Actors were not highly thought of, socially hardly better than prostitutes. In the book, "A Short History of the Drama" Martha Fletcher Bellinger points out:
In Greece actors had enjoyed a position of eminence and respect; but in Rome their condition was mean and contemptible.
They were not respected and Roman emperors repeatedly sent them packing. Over time, what was banned became unimportant and unappreciated. Our source explains:
Roman drama had never been much more than a plagiarism of Greek tragedy and comedy. Very little original drama was developed in the Roman Republic, but there had at least been some interest in literary drama. Unfortunately, as far as Roman drama on the whole is concerned, it is clear that "no one wrote for the stage except to make money."  ... Farce and pantomime came to replace comedy and tragedy in the Roman Empire.
Medieval theater, the period between the fall of the Western Roman Empire in the 5th century A.D. and the beginning of the Renaissance in approximately the 15th century A.D,  drama fared no better. 

The Church had taken over the salvaged parts of the Roman Empire, actors always risked excommunication for their chosen profession. Stories from the Bible were the only productions that were absolutely acceptable. In the 6th century, the Emperor Justinian of the theocratic Byzantine Empire finally closed down all theaters for good. 

Historian James Buckley reminded us in his book, "Christians and the Theater"
Many bishops, priests, and monks have strongly condemned theatrical amusements, and they even declared the actors to be 'instruments of Satan', 'a curse to the Church', and 'beguiling unstable souls'.
Any attempt to pass along social commentary through the theater was impossible. According to the Church, the theater caused people to “indulge themselves in amusements which its fascinations interfere with the prosecution of the serious work of daily life.
This attitude remained unchanged until the Renaissance.
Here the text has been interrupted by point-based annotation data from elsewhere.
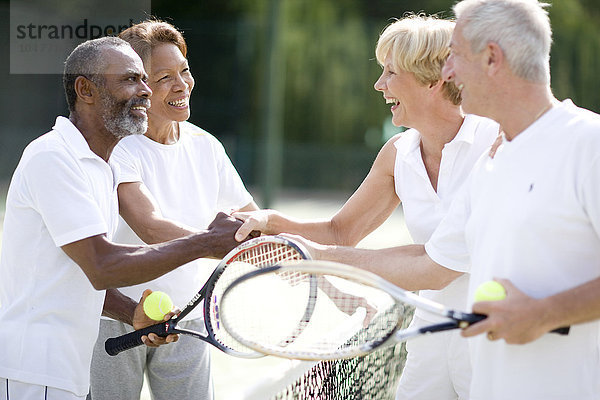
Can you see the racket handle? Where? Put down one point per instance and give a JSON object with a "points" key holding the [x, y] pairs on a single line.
{"points": [[560, 331], [114, 346]]}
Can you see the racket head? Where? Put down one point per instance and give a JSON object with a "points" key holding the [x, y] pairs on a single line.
{"points": [[249, 256], [352, 314]]}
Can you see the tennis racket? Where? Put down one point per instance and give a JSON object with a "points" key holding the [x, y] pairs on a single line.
{"points": [[362, 313], [248, 256]]}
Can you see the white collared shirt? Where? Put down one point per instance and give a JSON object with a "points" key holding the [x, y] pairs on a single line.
{"points": [[60, 192], [190, 180], [424, 208], [532, 215]]}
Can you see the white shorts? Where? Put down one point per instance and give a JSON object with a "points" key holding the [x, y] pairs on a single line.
{"points": [[437, 367], [15, 390]]}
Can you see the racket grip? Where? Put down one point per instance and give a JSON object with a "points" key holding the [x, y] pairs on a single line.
{"points": [[114, 346]]}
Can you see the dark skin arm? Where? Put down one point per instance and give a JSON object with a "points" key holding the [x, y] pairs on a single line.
{"points": [[140, 210], [110, 265]]}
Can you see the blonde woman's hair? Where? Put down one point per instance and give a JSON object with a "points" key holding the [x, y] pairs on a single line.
{"points": [[419, 44]]}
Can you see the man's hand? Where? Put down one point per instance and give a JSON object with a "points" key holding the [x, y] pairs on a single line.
{"points": [[254, 221], [518, 319], [222, 231], [141, 320]]}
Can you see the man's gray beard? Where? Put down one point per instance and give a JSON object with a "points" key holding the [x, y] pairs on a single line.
{"points": [[118, 120]]}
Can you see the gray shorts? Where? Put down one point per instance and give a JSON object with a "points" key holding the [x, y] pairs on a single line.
{"points": [[178, 370]]}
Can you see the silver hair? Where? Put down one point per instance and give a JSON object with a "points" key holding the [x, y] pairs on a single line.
{"points": [[520, 27]]}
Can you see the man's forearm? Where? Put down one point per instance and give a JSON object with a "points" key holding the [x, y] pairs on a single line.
{"points": [[406, 266], [574, 306], [118, 306]]}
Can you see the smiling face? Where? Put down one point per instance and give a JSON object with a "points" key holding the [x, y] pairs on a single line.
{"points": [[171, 82], [123, 94], [407, 96], [465, 69]]}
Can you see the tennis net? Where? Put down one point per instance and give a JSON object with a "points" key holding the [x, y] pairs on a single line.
{"points": [[371, 377]]}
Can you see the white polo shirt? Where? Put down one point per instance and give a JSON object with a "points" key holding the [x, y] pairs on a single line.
{"points": [[191, 180], [60, 192], [532, 215], [425, 207]]}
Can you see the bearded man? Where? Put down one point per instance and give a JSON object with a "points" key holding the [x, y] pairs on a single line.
{"points": [[59, 268]]}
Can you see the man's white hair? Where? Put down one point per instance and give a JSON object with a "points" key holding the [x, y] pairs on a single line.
{"points": [[520, 27]]}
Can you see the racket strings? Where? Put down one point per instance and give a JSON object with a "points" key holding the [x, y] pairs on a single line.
{"points": [[248, 260], [345, 318]]}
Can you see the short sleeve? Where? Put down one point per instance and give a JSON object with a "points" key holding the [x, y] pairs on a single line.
{"points": [[129, 171], [590, 194], [232, 192], [62, 195]]}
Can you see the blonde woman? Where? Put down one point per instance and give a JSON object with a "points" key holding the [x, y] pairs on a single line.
{"points": [[423, 168]]}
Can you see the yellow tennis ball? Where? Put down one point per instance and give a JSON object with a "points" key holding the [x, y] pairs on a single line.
{"points": [[490, 291], [157, 304]]}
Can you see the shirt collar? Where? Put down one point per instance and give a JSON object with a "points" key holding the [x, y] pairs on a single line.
{"points": [[410, 139]]}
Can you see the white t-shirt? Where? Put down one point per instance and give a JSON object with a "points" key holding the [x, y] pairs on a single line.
{"points": [[424, 208], [191, 181], [532, 215], [60, 192]]}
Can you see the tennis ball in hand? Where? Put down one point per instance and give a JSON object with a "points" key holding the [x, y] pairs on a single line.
{"points": [[490, 291], [157, 304]]}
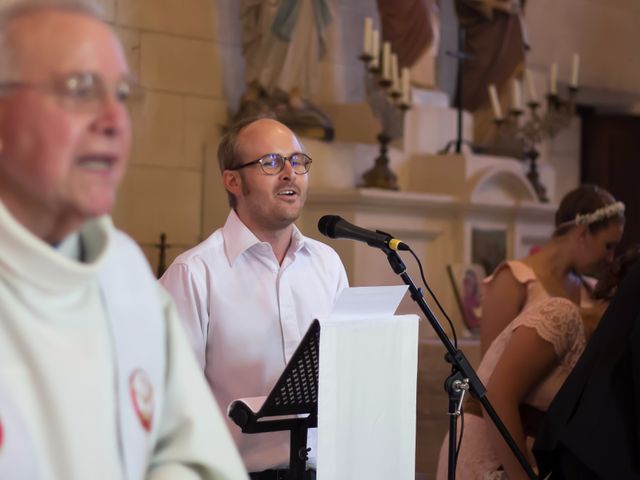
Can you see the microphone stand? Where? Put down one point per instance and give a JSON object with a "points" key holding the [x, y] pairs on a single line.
{"points": [[463, 377]]}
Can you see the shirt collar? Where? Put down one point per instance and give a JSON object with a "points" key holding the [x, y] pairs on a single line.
{"points": [[238, 238]]}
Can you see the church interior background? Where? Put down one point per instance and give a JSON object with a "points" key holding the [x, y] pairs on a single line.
{"points": [[452, 208]]}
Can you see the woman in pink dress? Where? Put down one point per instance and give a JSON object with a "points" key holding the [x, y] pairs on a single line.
{"points": [[589, 224], [523, 369]]}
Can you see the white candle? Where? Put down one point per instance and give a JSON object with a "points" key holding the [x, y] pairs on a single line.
{"points": [[375, 50], [368, 36], [395, 75], [406, 87], [517, 95], [495, 103], [531, 85], [575, 69], [553, 79], [386, 61]]}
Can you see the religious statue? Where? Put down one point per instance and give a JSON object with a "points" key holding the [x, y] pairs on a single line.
{"points": [[283, 41]]}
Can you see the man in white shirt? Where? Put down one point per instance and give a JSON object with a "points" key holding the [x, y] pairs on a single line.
{"points": [[97, 380], [249, 292]]}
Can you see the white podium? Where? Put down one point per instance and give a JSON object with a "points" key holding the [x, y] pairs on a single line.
{"points": [[355, 373]]}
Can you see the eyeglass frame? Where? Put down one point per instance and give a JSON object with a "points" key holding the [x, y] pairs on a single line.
{"points": [[71, 99], [284, 161]]}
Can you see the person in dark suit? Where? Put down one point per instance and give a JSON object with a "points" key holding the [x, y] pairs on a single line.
{"points": [[592, 426]]}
Ironically this gentle shift or relaxation came about primarily in England at about the time of Shakespeare.
With the English schism from the Catholic hegemony in the Elizabethan age, the theater became a popular form of entertainment. It also slowly but surely returned to its ancient role.

During this time, the social and political commentary could be presented so long as the playwright was careful not to insult the king or queen or the nobility in general. In order not to offend the powers that be, all references had to be indirect with a large heap of bawdy comedy or showy spectacle. 

There was another consideration too. Audiences would tolerate political messages as long as they were not preachy, insistent or constant.
Shakespeare's play in some ways represented a reinvention of political theater. according to some academic scholars, with plays like Julius Caesar, Coriolanus as well as King Lear and Macbeth, Shakespeare is considered by many, to be the father of modern political theater. 

In her book, Shadowplay: The Hidden Beliefs and Coded Politics of William Shakespeare author Clare Asquith claims that Shakespeare was a rebellious radical who wrote in a kind of code in order to convey political ideas in "a time in which opposition voices were banished and censorship meant the burning of illegal pamphlets and printed works."

In effect, by daring to combine political education and entertainment and art, Shakespeare had returned the theater to its former role and glory. Back to the traditions of ancient Greece before the suppression by autocrats and repressive regimes. 

It is perhaps no coincidence then that Orson Welles' used the tragic story of the murder of a tyrant to warn the people of his own time of the greater tragedy about to take place: the murder of any entire people and sacrifice of an entire nation to the will of one ambitious man.